Aurelia laughed. “Nuncio Quiroz es un bufón.” She read the smudged message. “Do not think to trick me tonight, puta. My men will guard the prisoner on the threat of death if he escapes, and you will pleasure me under the same terms.”
“Quiroz is a fool, yes, but so are we,” Zita said. “We can’t go through with this.”
“Call it off, Relie,” Pia pleaded. “Get in touch with Santos. He said there are more difficulties at the mine than the robberies. He would know what to do. I’m sure he could get the gringo released. Why, he even knows authorities in Texas. He could wire the Rangers to come for the prisoner.”
Aurelia rolled her eyes. “Be reasonable, Pia. The Federales are not going to release so valuable a prisoner to a foreign country, especially not to barbarians like the Texas Rangers.”

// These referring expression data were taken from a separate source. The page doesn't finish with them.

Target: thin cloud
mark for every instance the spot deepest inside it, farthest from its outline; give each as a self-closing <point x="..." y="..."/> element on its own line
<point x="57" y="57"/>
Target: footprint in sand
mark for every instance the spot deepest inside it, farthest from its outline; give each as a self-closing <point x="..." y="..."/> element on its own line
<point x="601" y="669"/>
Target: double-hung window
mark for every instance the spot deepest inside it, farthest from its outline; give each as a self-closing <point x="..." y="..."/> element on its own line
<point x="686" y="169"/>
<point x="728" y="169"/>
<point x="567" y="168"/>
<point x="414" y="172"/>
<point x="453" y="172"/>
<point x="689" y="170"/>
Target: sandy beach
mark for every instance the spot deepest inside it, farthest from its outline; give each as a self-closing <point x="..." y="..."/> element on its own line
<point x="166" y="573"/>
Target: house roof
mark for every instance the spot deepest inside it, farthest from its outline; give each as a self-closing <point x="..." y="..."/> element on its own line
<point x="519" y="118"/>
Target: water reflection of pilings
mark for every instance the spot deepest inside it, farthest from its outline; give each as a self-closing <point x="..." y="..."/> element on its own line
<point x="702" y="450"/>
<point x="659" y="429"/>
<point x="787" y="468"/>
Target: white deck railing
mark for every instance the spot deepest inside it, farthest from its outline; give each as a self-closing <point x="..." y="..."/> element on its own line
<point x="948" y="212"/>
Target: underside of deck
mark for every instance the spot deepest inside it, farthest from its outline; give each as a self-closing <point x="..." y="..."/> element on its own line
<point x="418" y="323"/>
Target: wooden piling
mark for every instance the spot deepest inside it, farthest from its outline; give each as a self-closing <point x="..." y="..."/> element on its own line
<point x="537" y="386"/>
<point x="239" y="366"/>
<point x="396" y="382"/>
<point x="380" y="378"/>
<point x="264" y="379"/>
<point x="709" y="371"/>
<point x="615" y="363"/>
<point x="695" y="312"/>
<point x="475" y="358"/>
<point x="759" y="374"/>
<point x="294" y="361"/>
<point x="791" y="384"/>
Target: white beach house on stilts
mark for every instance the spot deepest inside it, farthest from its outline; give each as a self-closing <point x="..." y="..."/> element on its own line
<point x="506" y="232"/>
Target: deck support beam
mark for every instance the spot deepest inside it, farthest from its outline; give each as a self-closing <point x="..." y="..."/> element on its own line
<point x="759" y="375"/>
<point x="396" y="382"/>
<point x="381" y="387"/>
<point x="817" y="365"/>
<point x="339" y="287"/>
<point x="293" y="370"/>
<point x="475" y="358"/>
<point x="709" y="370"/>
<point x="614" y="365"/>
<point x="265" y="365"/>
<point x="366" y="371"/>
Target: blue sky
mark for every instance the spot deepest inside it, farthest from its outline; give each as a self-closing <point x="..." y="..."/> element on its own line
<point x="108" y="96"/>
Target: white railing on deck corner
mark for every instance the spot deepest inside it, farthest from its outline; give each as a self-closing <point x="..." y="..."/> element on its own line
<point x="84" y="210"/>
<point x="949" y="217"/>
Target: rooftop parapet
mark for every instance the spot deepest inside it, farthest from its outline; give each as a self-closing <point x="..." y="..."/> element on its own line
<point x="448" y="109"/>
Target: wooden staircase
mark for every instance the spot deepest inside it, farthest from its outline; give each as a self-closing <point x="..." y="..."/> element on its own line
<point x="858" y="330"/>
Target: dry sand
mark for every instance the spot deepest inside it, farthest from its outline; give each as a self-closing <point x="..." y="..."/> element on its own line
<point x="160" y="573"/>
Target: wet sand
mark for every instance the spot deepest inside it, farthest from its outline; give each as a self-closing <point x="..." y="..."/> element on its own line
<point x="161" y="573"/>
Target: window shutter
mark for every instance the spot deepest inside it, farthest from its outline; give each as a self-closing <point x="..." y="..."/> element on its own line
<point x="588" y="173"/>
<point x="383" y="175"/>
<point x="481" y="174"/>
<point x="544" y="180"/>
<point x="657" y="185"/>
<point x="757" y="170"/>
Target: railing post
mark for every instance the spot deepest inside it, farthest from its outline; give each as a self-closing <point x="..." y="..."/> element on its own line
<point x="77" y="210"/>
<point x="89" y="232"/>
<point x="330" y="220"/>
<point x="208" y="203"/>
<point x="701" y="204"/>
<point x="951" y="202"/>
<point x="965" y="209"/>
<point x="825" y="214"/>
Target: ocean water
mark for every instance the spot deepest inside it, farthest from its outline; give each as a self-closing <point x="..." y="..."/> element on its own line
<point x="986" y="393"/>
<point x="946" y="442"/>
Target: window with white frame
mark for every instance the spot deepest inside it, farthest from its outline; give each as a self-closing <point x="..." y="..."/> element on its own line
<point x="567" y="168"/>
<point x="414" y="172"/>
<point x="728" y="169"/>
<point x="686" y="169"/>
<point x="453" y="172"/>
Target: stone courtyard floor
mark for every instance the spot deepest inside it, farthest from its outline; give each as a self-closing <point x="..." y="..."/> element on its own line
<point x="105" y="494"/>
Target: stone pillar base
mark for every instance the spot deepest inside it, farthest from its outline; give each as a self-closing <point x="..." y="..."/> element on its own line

“Even so, we must call this off.”
“No. A man’s life is in danger because of me. I will save him.”
The message from Nuncio Quiroz held one heartrending surprise: The time schedule had been moved up an hour.
“Eleven o’clock,” Aurelia read. “Let’s hurry.”
“What if Kino and Joaquín don’t come in time?”
“They will. I told them an hour early, like before.”
“They had better be on time,” Zita said.
“They can’t be late,” Pia murmured.
They weren’t. The boys awaited them in the darkened chapel, where no sooner had the girls arrived than the rails began to clatter. No whistle tonight to alert the bandits.